È una fotografia di dimensioni diciamo normali (che stavolta riecheggia i celebri tagli di Lucio Fontana) a introdurci nella seconda sala, dove altre immagini dello stesso grande formato delle precedenti spostano l’attenzione del visitatore dall’essere umano alla natura. Sono infatti foglie, fiori e tralci di vite ad aver suscitato l’interesse di Marco D’Anna, dopo che l’artista si è imbattuto nel mito di Oresteo.

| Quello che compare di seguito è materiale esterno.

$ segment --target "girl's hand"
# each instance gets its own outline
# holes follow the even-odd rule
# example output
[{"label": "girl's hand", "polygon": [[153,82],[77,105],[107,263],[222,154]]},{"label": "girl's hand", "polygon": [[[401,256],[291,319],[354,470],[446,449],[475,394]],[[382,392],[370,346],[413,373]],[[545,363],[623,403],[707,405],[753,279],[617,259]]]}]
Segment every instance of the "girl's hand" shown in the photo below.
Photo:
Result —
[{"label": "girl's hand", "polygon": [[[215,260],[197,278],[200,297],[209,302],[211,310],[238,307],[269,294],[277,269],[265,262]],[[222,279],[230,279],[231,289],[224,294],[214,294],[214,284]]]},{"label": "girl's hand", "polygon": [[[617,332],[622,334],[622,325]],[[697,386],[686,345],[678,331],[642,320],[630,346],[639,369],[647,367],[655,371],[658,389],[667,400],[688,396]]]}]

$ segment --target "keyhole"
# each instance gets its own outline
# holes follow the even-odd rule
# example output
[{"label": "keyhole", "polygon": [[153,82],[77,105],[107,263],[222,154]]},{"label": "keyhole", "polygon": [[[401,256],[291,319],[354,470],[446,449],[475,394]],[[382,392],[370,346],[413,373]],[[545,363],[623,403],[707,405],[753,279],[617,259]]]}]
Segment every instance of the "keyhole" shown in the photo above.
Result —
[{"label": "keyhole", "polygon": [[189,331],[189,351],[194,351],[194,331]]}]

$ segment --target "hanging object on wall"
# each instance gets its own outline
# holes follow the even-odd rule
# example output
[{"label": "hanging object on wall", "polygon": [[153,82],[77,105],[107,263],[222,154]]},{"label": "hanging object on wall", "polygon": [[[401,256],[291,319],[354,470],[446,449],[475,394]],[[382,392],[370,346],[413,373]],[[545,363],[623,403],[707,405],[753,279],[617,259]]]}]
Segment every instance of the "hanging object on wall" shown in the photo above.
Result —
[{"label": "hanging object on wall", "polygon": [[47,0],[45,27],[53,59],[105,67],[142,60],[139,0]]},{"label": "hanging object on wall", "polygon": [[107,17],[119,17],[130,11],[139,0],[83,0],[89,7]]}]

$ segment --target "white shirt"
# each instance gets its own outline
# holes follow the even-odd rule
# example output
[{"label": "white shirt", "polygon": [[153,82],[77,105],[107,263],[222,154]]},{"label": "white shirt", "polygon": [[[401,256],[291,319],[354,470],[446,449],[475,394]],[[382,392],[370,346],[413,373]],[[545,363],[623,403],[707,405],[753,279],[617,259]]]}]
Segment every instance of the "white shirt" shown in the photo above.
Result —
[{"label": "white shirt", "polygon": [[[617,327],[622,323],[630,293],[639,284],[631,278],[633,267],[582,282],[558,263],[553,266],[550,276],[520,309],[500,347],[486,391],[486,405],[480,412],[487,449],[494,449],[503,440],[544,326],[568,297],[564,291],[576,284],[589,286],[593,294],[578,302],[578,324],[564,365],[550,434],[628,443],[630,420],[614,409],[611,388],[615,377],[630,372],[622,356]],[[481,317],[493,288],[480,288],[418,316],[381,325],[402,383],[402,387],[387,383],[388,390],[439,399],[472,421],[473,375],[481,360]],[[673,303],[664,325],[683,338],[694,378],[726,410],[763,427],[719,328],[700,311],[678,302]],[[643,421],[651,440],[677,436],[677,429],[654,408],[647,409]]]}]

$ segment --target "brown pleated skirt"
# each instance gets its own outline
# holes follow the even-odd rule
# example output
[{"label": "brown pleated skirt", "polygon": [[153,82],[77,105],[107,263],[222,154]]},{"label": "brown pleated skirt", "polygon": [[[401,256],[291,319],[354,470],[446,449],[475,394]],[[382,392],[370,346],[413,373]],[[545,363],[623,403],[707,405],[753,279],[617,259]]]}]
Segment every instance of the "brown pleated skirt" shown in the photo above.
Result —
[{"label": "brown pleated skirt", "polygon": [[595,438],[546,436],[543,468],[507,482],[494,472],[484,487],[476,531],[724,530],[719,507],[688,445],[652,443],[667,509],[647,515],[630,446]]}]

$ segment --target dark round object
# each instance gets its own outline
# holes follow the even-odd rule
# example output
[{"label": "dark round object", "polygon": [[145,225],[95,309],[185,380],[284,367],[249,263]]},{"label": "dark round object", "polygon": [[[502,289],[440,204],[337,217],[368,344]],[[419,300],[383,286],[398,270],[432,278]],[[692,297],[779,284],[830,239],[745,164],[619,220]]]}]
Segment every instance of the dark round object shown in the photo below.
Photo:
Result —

Figlio di Deucalione e di Pirra (gli unici sopravvissuti al diluvio universale), Oresteo assisteva la sua cagna che partorì un palo. Superato il comprensibile smarrimento, Oresteo piantò il palo nel terreno e lo vide poi germogliare, per diventare la prima pianta di vite. L’epilogo del mito racconta che la cagna divenne Sirio, la stella che fa maturare l’uva. Quindi l’origine della vite è collocata ai tempi mitici degli inizi di una nuova generazione che cominciò a ripopolare la Terra dopo il diluvio. E stavolta le immagini sono così nitide (incredibile il pistillo del fiore di pochi millimetri «sparato» in una foto gigantesca) da permetterci di scoprire il profilo di una Madonna su un tralcio o un mascherone in una foglia rinsecchita.
«Attraverso la natura, alla quale siamo inscindibilmente legati – spiega il fotografo – la visione ritorna vista e il tronco diventa l’incarnazione della forza e dell’esperienza, mentre il fiore rinasce oltre. Bianco e nero, morte e rinascita, luce e ombra, visione e vista, corporeo e incorporeo: sono molteplici polarità che si manifestano in spinte visive contrapposte che fanno parte di tutto il nostro universo».
Come un moderno sofista, Marco D’Anna ci presenta la sua visione della realtà, che grazie alla creatività si dilata sino a sfociare nel simbolico: aveva ragione Pierre Casè!